(1.) The respondent herein who was working as Attendant in the appellant College faced departmental enquiry on certain allegations. That altogether five charges were framed against him out of which three charges were held proved. The management upon consideration of the inquiry report and materials available on record against the respondent passed an order dismissing him from service. The High Court vide the impugned order interfered with the order of dismissal and came to the conclusion that ends of justice would be adequately met if the management withholds five cumulative increments from the date of dismissal. The order of dismissal was accordingly set aside. That order is challenged in the appeal.

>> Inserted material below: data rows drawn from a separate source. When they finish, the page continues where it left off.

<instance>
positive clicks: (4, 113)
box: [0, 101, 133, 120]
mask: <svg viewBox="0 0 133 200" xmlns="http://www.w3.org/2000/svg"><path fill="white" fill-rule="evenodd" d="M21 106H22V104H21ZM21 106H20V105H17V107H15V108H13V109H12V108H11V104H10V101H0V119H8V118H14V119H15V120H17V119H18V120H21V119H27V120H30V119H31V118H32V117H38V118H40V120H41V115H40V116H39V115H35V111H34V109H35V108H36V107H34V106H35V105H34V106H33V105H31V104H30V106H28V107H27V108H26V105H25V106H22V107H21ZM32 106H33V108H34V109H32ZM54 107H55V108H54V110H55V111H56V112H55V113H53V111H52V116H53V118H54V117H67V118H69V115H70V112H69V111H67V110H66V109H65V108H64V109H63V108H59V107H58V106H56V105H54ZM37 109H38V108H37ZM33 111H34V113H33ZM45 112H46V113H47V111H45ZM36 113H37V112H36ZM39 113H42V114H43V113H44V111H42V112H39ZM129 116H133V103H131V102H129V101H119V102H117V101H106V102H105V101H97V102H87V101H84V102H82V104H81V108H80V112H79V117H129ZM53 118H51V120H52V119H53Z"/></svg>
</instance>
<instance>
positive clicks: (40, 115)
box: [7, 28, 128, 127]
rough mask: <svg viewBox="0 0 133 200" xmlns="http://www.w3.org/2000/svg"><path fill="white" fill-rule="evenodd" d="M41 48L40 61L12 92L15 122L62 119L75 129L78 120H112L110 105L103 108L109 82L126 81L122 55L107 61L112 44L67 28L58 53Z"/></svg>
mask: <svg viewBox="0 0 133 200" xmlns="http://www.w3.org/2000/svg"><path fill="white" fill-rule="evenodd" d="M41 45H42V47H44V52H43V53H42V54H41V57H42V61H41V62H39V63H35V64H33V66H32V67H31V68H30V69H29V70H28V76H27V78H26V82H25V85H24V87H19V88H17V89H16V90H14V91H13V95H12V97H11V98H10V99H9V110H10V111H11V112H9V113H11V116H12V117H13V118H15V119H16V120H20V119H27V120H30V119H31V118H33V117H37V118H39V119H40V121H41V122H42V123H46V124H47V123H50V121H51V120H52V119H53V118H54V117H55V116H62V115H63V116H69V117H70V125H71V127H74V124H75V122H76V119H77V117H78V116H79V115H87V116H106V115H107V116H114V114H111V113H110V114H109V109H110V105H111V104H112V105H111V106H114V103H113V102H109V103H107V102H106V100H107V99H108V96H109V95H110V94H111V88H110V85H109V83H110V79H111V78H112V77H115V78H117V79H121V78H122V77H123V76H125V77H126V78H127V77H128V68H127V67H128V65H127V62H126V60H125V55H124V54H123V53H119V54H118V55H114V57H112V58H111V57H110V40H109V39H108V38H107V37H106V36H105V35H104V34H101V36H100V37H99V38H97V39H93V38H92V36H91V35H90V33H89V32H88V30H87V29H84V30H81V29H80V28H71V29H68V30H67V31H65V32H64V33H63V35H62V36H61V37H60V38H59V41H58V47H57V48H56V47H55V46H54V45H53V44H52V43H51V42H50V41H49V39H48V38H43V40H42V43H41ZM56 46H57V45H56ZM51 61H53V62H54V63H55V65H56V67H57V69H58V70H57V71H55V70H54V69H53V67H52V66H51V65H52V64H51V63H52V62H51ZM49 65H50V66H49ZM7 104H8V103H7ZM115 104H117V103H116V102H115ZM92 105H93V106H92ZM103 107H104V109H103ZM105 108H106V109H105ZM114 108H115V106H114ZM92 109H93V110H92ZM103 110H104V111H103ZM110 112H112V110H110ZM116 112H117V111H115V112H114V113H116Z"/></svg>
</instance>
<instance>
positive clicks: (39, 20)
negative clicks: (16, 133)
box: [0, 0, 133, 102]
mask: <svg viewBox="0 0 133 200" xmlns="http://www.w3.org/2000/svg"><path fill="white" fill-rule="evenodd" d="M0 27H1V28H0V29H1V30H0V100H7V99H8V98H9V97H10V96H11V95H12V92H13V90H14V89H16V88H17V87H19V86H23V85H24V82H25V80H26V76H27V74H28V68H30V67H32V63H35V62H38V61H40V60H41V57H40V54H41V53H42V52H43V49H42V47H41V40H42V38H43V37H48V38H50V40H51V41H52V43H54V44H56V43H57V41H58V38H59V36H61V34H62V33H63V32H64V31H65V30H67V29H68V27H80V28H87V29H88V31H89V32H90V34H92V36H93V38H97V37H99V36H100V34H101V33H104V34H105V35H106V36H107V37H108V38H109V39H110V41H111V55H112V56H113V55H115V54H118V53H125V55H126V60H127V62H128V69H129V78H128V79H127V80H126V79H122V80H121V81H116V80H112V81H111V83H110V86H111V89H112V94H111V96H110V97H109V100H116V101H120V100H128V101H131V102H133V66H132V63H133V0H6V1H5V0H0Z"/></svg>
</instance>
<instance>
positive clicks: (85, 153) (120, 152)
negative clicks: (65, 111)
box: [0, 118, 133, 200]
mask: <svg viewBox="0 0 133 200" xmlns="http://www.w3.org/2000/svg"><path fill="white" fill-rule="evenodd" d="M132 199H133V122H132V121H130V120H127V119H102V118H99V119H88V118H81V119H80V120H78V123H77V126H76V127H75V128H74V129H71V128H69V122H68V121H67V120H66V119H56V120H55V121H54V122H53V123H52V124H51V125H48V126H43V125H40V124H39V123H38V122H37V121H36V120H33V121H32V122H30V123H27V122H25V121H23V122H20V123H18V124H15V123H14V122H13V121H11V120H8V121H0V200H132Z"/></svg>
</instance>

(2.) As rightly pointed out by the learned Senior Counsel for the appellant, the High Court committed an error in interfering with the order of dismissal passed by the appellant management by substituting the punishment to be awarded to the respondent. The High Court at the most could have remitted the matter for fresh reconsideration by the disciplinary authority on a finding that the order of dismissal was totally disproportionate to the proven charge of misconduct but itself could not have awarded punishment stepping into the shoes of the disciplinary authority.
(3.) Be that as it may, it is not necessary to further dilate on various questions raised in this appeal before us. The fact remains that the respondent is not in service since 1-7-1994. Ends of justice would be met by awarding some compensation to the respondent to put an end to this controversy between the parties.